Star Maidens is exactly the kind of show I originally set this podcast up for. Not quite a lost show, but certainly an obscure one, at a time when there was not that much SF on mainstream television that was not Doctor Who or from the Gerry Anderson stable. A British-German co-production, it’s certainly got a lot of problems in both concept and execution, but there’s some interesting ideas in there and for a relatively low-budget production, the world of Medusa is quite impressive thanks to Keith Wilson’s production design skills. (see one of his design drawings above for the Medusian city). Wilson also was the lead designer on Space 1999 and the two shows share a certain look. Although the more location bound episodes set on Earth do look cheap and ugly in that special Seventies way.
It’s also intriguing to think that this show was shown a year before Star Wars was released and rewrote the SF landscape for ever. Nevertheless the disco futurism look of SF, typified by Star Maidens would persist for a while yet. Buck Rogers in the 25th Century would be a key example. Despite the opportunities for kinky dominatrix and lesbian subtexts, and the fact that it has a plethora of beautiful women in its cast, it does not feel like a particularly sexy show, or at least no more than Space 1999 or UFO did.
We got so busy talking about the gender politics and the characters with my guests Dr Rebecca Wray and Kevin Hiley that we left out some basic details about the show.
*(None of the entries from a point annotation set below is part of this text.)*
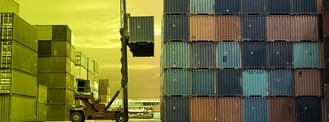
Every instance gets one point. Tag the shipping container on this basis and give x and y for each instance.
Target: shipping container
(253, 55)
(254, 6)
(202, 27)
(308, 83)
(278, 27)
(229, 82)
(228, 27)
(176, 109)
(304, 6)
(176, 6)
(228, 55)
(176, 28)
(11, 108)
(281, 109)
(203, 82)
(254, 83)
(278, 6)
(281, 82)
(203, 109)
(253, 27)
(308, 109)
(227, 6)
(176, 82)
(229, 109)
(304, 27)
(203, 55)
(255, 109)
(280, 55)
(306, 55)
(202, 6)
(141, 29)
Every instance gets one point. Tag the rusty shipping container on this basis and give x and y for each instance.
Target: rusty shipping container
(203, 109)
(202, 27)
(228, 28)
(304, 27)
(308, 82)
(229, 109)
(281, 109)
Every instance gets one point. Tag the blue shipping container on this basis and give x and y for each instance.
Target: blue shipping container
(254, 55)
(253, 6)
(278, 6)
(176, 27)
(203, 55)
(253, 28)
(255, 109)
(202, 7)
(228, 55)
(176, 109)
(306, 55)
(304, 6)
(227, 6)
(280, 54)
(176, 6)
(281, 83)
(203, 82)
(254, 83)
(177, 82)
(229, 82)
(176, 55)
(308, 109)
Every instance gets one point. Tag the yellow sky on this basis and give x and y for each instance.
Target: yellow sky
(95, 25)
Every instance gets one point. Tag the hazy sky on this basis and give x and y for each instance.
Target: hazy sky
(95, 25)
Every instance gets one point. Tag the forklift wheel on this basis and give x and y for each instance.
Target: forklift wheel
(121, 117)
(77, 117)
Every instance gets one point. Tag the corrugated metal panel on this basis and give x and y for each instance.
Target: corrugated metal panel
(227, 6)
(308, 109)
(228, 28)
(304, 27)
(176, 6)
(141, 29)
(203, 109)
(176, 27)
(278, 27)
(177, 82)
(202, 6)
(203, 55)
(278, 6)
(254, 55)
(228, 55)
(202, 27)
(281, 109)
(176, 109)
(203, 82)
(308, 83)
(255, 109)
(304, 6)
(229, 82)
(253, 27)
(254, 83)
(229, 109)
(253, 6)
(280, 54)
(306, 55)
(281, 83)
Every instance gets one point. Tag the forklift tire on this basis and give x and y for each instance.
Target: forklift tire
(77, 117)
(121, 117)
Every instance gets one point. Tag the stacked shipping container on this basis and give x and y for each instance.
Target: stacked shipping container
(257, 53)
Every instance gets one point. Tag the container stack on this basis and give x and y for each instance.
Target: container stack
(56, 69)
(18, 69)
(243, 60)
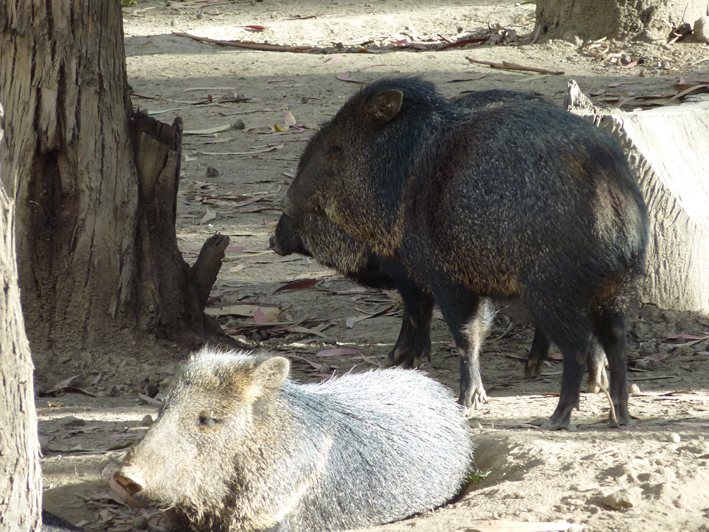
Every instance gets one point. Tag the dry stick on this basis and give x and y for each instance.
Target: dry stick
(612, 413)
(246, 44)
(505, 65)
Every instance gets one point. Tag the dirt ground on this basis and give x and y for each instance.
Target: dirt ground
(652, 476)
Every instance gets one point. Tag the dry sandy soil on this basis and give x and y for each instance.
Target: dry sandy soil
(652, 476)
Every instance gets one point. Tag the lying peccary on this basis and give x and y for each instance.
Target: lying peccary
(239, 447)
(519, 199)
(316, 236)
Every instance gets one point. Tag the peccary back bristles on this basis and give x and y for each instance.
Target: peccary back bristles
(237, 448)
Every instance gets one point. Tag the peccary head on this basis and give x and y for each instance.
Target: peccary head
(194, 454)
(354, 169)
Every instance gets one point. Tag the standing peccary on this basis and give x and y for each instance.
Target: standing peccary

So here are the essentials you might like to have whilst listening.
- Lisa Harrow – Liz
- Christian Quadflieg – Rudi
- Christiane Krüger – Octavia
- Judy Geeson – Fulvia
- Gareth Thomas – Shem
- Pierre Brice – Adam
- Derek Farr – Dr Evans
- Dawn Addams – President Clara
Freddie Francis, Wolfgang Storch, James Gatward, Hans Heinrich
Eric Paice, Ian Stuart Black, John Lucarotti, Otto Strang
Very British Futures episode 4 – Star Maidens is available on all the major podcast platforms, or you can listen and download an MP3 copy below.
In the end, I’m glad I’ve finally got around to seeing this show, which for years I only remembered for the sticker colouring book which my grandparents bought for me back in 1976. Thanks for your continued listening and support.